Quello tra la prima moglie Maria Teresa Selo e Massimo Boldi è stato un amore travolgente sin dal primo incontro come ha raccontato lui stesso nel corso di un’intervista rilasciata a Oggi è un altro giorno. “Un giorno ho visto una ragazza che entrava nella latteria di famiglia – aveva raccontato a Serena Bortone -. Io lavoravo lì e ne sono rimasto colpito. Lei mi folgorò con la sua semplicità, era una ragazza carina… A poco a poco ho iniziato a chiederle il numero di telefono, ma fu lei a invitarmi al cinema”. “È stato un incontro folgorante, mi ha colpito immediatamente. La prima volta che siamo usciti insieme ce ne siamo andati al cinema. È stata lei a fare il primo passo. Certo, altrimenti non sarebbe successo nulla”, aveva aggiunto Boldi che, ancora oggi, ricorda sempre la moglie.
La coppia è stata insieme per 31 anni, e il loro è stato un matrimonio duraturo. Hanno tre figlie: Micaela (1974), Manuela (1981) e Marta (1990), che non appartengono al mondo della televisione.Nel 1994, la moglie di Boldi era stata colpita da un tumore al seno che era riuscita a sconfiggere. Nel 2003, poi, la donna è stata poi colpita da un tumore al fegato ì, stavolta, purtroppo, incurabile.
Proprio in quel periodo difficile, è entrata nella sua vita Loredana De Nardis. Più giovane di lui, attrice e all’epoca ancora poco conosciuta. Si sono incontrati casualmente a Roma, lui stava girando Christmas in Love.
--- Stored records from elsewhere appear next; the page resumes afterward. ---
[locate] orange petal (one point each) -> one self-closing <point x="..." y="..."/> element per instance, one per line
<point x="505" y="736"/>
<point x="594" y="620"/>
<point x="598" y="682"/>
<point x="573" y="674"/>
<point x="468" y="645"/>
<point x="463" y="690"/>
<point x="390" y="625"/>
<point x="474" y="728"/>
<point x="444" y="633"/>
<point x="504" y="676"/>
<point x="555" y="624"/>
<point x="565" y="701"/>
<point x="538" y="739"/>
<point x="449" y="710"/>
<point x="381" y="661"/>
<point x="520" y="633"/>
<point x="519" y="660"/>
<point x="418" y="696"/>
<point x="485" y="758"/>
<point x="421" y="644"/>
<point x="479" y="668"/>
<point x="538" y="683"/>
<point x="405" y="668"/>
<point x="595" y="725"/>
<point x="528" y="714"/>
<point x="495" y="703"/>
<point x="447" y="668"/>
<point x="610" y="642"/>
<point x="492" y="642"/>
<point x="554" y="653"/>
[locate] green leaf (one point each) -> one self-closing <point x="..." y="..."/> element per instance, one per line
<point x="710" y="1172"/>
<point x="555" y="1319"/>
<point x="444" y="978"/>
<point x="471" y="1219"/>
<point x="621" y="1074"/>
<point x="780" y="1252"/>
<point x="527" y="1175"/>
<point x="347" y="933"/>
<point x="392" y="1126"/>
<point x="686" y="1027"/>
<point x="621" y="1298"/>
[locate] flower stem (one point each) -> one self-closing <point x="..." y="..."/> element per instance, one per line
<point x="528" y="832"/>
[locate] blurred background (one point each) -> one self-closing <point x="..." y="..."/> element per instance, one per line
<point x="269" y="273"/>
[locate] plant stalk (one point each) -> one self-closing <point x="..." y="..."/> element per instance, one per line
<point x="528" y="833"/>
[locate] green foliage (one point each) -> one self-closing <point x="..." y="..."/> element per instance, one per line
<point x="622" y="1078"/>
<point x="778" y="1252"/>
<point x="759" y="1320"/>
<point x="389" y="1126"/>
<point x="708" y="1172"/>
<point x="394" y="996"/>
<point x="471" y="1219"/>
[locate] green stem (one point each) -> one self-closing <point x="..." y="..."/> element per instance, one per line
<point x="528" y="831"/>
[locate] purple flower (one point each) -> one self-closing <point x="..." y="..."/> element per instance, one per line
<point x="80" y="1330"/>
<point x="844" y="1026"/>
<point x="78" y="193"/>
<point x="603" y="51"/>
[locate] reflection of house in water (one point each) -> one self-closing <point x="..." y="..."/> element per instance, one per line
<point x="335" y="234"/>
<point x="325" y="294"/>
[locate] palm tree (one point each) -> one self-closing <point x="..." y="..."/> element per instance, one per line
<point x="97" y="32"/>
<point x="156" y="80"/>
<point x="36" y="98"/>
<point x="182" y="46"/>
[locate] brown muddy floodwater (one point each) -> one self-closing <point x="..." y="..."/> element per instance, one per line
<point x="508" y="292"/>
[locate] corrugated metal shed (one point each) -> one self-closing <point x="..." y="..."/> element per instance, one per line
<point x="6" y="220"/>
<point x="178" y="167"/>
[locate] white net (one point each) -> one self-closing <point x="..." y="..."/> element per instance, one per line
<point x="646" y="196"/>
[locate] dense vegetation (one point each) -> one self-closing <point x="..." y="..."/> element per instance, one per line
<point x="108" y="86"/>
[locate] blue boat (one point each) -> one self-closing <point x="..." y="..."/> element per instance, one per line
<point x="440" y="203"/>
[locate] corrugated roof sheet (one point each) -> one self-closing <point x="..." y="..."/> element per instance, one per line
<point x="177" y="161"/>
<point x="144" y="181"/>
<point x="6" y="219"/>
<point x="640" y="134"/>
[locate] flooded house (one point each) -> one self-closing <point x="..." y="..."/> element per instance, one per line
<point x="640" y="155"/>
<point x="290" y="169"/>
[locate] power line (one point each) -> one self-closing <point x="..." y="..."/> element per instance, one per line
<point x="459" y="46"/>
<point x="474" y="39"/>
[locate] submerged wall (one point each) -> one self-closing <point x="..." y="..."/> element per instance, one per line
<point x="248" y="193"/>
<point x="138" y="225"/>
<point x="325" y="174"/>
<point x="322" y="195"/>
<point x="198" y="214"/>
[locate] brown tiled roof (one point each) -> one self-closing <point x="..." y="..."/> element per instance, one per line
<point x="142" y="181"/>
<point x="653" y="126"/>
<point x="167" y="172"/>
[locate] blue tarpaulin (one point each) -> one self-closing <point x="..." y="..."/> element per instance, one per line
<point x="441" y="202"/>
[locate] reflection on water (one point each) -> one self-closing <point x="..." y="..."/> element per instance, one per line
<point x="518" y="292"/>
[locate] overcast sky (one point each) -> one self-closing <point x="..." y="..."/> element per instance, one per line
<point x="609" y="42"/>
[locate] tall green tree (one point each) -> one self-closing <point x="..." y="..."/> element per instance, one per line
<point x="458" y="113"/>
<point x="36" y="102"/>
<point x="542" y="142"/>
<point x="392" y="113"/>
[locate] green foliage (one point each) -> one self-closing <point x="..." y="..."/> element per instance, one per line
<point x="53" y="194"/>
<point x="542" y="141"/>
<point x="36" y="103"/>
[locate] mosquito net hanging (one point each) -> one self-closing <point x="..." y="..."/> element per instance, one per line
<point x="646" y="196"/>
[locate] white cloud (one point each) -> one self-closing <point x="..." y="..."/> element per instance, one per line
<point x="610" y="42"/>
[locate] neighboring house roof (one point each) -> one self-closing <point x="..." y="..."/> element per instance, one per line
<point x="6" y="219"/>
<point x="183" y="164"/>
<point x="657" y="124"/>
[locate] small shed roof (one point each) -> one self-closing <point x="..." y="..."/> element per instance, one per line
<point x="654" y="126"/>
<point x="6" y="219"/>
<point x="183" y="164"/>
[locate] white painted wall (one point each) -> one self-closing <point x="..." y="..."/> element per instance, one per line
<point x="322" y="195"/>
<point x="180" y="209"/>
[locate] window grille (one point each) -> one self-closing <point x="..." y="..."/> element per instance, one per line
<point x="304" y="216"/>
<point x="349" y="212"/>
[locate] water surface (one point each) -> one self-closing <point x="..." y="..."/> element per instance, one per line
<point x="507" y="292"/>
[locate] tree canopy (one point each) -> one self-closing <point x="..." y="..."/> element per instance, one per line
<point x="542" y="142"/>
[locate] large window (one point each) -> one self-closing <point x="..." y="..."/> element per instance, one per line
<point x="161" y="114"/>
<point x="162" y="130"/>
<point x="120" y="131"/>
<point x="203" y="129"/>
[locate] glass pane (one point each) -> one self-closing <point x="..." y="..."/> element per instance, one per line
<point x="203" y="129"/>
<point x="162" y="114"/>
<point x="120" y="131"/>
Sembrava una cosa leggera, poi è diventata una relazione vera. Si sono visti, risentiti, lei gli è stata accanto per 14 anni. Hanno vissuto insieme, lui ha anche pensato di avere un figlio con lei.
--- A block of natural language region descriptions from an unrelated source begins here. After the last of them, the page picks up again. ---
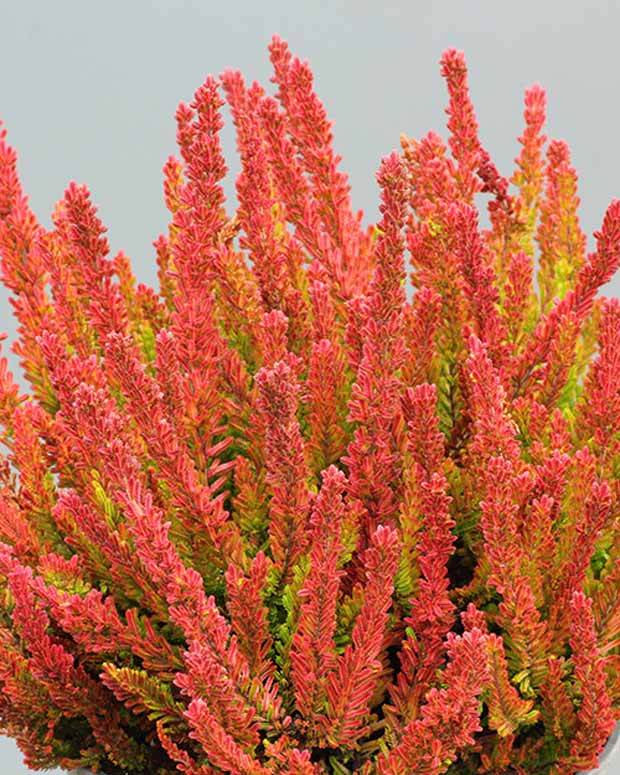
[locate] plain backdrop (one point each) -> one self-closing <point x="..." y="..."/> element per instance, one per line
<point x="88" y="92"/>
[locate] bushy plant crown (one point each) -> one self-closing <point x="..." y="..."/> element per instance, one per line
<point x="280" y="515"/>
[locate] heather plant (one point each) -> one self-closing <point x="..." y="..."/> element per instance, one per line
<point x="290" y="512"/>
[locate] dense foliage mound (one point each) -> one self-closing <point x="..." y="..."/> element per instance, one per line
<point x="282" y="516"/>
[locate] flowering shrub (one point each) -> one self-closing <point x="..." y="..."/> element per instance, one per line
<point x="279" y="517"/>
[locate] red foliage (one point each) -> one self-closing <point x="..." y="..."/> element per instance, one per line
<point x="276" y="516"/>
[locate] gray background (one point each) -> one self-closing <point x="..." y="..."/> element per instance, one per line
<point x="88" y="92"/>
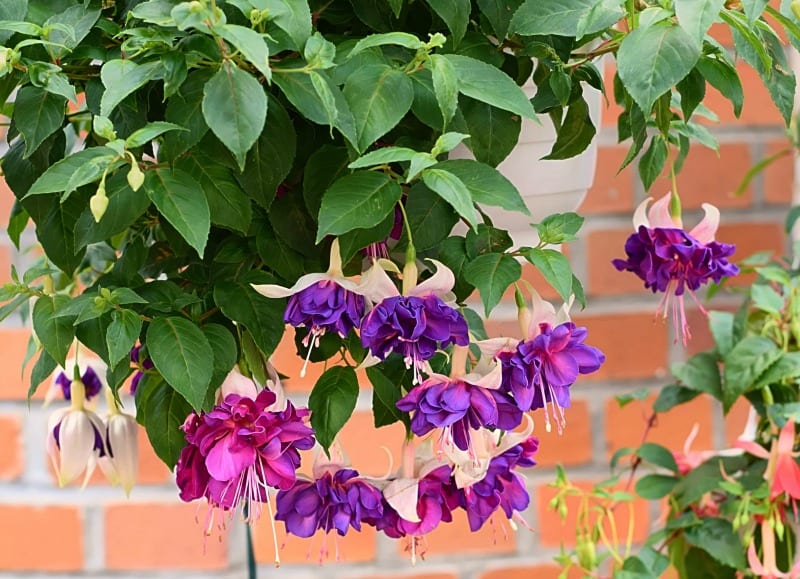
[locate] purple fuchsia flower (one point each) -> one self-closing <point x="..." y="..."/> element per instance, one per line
<point x="414" y="324"/>
<point x="75" y="438"/>
<point x="141" y="362"/>
<point x="240" y="449"/>
<point x="672" y="261"/>
<point x="321" y="302"/>
<point x="460" y="403"/>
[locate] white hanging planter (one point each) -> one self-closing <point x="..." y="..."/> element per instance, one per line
<point x="547" y="187"/>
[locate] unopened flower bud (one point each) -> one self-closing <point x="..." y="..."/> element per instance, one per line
<point x="98" y="204"/>
<point x="135" y="177"/>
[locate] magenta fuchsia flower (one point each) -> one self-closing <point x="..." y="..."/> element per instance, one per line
<point x="415" y="324"/>
<point x="672" y="261"/>
<point x="240" y="449"/>
<point x="460" y="404"/>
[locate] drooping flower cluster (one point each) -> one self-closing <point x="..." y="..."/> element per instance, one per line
<point x="670" y="260"/>
<point x="239" y="449"/>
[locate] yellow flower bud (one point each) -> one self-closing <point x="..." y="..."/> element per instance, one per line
<point x="98" y="204"/>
Ma la favola si è rotta all’improvviso, e nel modo peggiore. Loredana è stata fotografata con un altro uomo. Non uno qualunque, ma un amico stretto di Massimo. Una storia parallela che andava avanti da tempo alle sue spalle. Le immagini sono uscite sui giornali, e il dolore è stato doppio: non solo per il tradimento, ma per il modo in cui tutto è venuto fuori. Boldi non ha mai nascosto quanto quella fine l’abbia ferito. Dopo Marisa, si era aperto di nuovo, aveva ricominciato a credere in qualcosa. E invece si è ritrovato di nuovo da solo. Oggi, dietro agli sketch, ai cinepanettoni come Matrimonio al sud, A Natale mi sposo, Natale a quattro zampe o alle fiction come Un ciclone in famiglia, rimane la storia di un uomo che ha saputo far ridere milioni di italiani.